If you move forward to the Configure schema tab, you may notice that Druid still thinks of value as a long, and shows null values. Uncheck the Explicitly specify dimension list switch to enable automatic type detection:

Adjust data type

After the ingestion task finishes, move back to the Query tab. Look at the table metadata: The value column has a string type now! Let’s run the same query as before.

Query 2

We can still get the numeric aggregate functions out of our datasource, because Druid SQL inserts an implicit type conversion for us. However, if you try this instead:

SELECT
  DATE_TRUNC('MONTH',__time),
  MAX("value")
FROM schema_evolution
GROUP BY 1

you get an exception because Druid cannot map the argument to a unique type. You have to write MAX(CAST("value" AS double)) in order to make the query work.

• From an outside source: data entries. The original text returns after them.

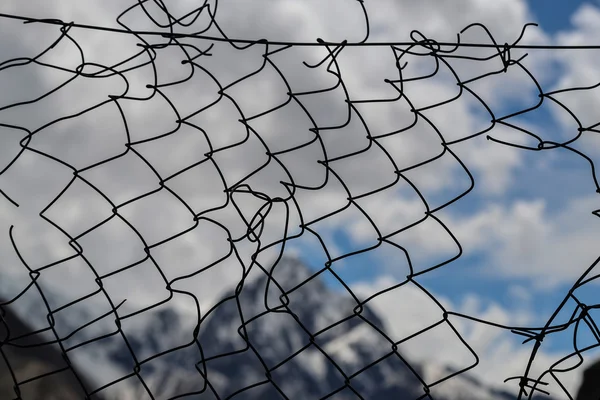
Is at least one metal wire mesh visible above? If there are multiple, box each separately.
[1,2,600,399]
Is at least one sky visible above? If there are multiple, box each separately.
[527,0,588,31]
[1,0,600,398]
[291,0,600,385]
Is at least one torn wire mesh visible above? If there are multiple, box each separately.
[0,2,599,400]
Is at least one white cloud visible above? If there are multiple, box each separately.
[346,188,600,290]
[545,4,600,152]
[352,276,596,398]
[435,195,600,288]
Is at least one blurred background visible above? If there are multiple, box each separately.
[2,1,600,398]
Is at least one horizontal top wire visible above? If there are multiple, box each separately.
[2,12,600,49]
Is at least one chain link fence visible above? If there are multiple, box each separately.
[1,2,600,399]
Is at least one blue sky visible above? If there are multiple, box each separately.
[527,0,588,32]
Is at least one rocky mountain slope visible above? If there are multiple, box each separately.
[101,257,545,400]
[0,256,560,399]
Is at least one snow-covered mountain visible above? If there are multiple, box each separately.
[94,256,548,400]
[0,256,558,399]
[0,256,556,399]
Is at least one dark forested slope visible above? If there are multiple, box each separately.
[0,304,100,400]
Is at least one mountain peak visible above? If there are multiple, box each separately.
[63,256,537,400]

Finally, let’s ingest another set of data with string values. This one, however, has a multi-value dimension.

ts,value
2021-03-01,a|b
2021-03-02,c|d

Here’s how to configure the parser. CSV Parser configuration

Finish the ingestion and try the query again:

SELECT
   DATE_TRUNC('MONTH',__time),
   AVG("value")
FROM schema_evolution
GROUP BY 1

Oh no! We get a Java exception. Let’s fix the query by picking the first element of each multivalue array only:

SELECT
   DATE_TRUNC('MONTH',__time),
   AVG(MV_OFFSET("value", 0))
FROM schema_evolution
GROUP BY 1

And this way, the query works!

You are encouraged to do more experiments with schema evolution. For instance, if you change a column from string to number type, the string values will all appear as null. But they are still there! CAST("value" AS VARCHAR) will bring them back.

Learnings

Druid is amazingly flexible with regards to schema evolution. Often times, this is handled quietly without problems. In case of type conflicts:

When segments have columns of the same name but a different type, the data dictionary will record the last column type that was ingested.
If you have to run a SQL query that spans across such segments, in many cases you can get away with implicit type conversions.
You can always get at the original data that is stored in a segment, using a CAST function.
If you have difficulty extracting values from a multivalue dimension, array functions are your friend.